Merkez Bankası Başkanı Başçı’nın verdiği demeçlerde vurguladığı bir olgu, para politikasının üretimi teşvik ederken tüketimi dizginlemek suretiyle cari açığı kontrol etmeye çalışmasıydı. Yapılan çalışmalar üretime destek veren ticari kredilerin koridorun üst bandına hassasiyet gösterirken kişisel tüketimi destekleyen tüketici kredilerinin ise politika faizine daha hassas olduğuna işaret ediyor. Bu perspektiften baktığımızda Merkez’in son hamlesini ticari kredi faizlerini düşürürken tüketici kredilerini etkilemek istemeyen bir adım olarak yorumlayabiliriz. Ancak politika metninde böyle bir açıklama yer almıyor.

İletişim bozuldu
Merkez’in hareketini bir şekilde açıklamak mümkün olabilir belki. Ancak ben 2014 ikinci yarısından itibaren alınan faiz indirim kararlarının siyasi baskılar altında atılmış adımlar olduğuna inanıyorum.
Çünkü yüksek enflasyon rakamı ile faiz indirimleri bağdaşmıyor. Öyle olunca Merkez de attığı adımları açıklamakta zorlanıyor ve iletişim politikası kopma noktasına geliyor. Politika metnine baktığımızda enflasyonla ilgili risklerden endişe eden bir merkez bankası izlenimi ediniyoruz. Ancak icraata baktığımızda son dört toplantıda faiz indiren bir uygulama var.
Merkez bu uygulamaları bir şekilde “sıkı” para politikası çerçevesine oturtmaya çalışsa da doğal olarak ikna edici olamıyor. Piyasalar Merkez’in attığı adımların altında yatan mantığı tam olarak çözemediklerinden faiz beklentileri de takip edecek bir çıpa bulmakta zorlanıyor.

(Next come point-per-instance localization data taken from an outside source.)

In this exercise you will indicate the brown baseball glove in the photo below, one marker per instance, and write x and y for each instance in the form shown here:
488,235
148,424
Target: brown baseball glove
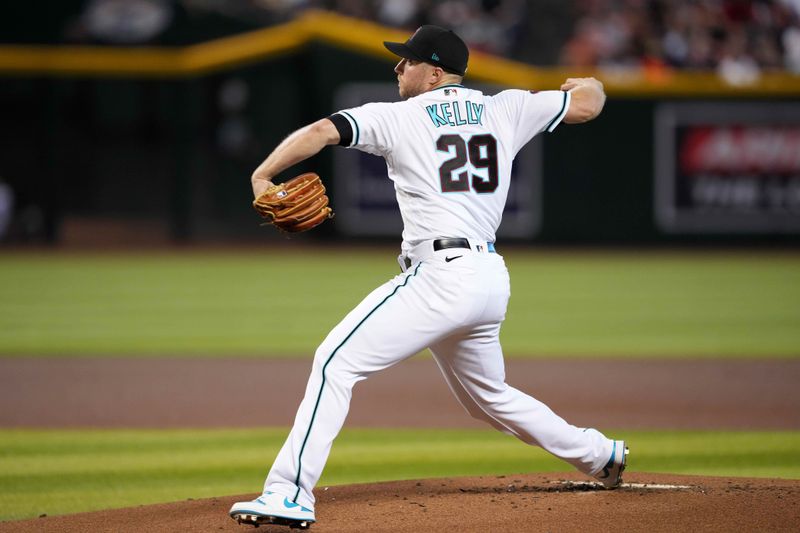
296,205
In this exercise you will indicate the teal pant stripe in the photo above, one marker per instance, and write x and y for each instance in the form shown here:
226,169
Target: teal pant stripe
322,386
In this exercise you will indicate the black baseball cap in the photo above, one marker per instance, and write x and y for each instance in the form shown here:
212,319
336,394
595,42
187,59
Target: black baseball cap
435,45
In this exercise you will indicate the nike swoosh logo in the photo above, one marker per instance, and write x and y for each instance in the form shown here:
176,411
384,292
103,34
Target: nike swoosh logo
290,505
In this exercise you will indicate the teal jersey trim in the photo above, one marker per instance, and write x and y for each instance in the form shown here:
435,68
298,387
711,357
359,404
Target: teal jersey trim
325,366
355,141
450,85
563,105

İletişim politikalarının performansını ölçmenin pratik bir yolu karar öncesi yapılan beklenti anketlerine bakmak olabilir. Son toplantı öncesi anket katılımcılarının hemen hiçbirinin koridorun üst bandındaki indirimi öngörememesi iletişim politikalarındaki sorunu yansıtır. Bu sorunları çözebilmek için öncelikli olarak para politikasını siyasi baskılardan temizlemek gerekiyor.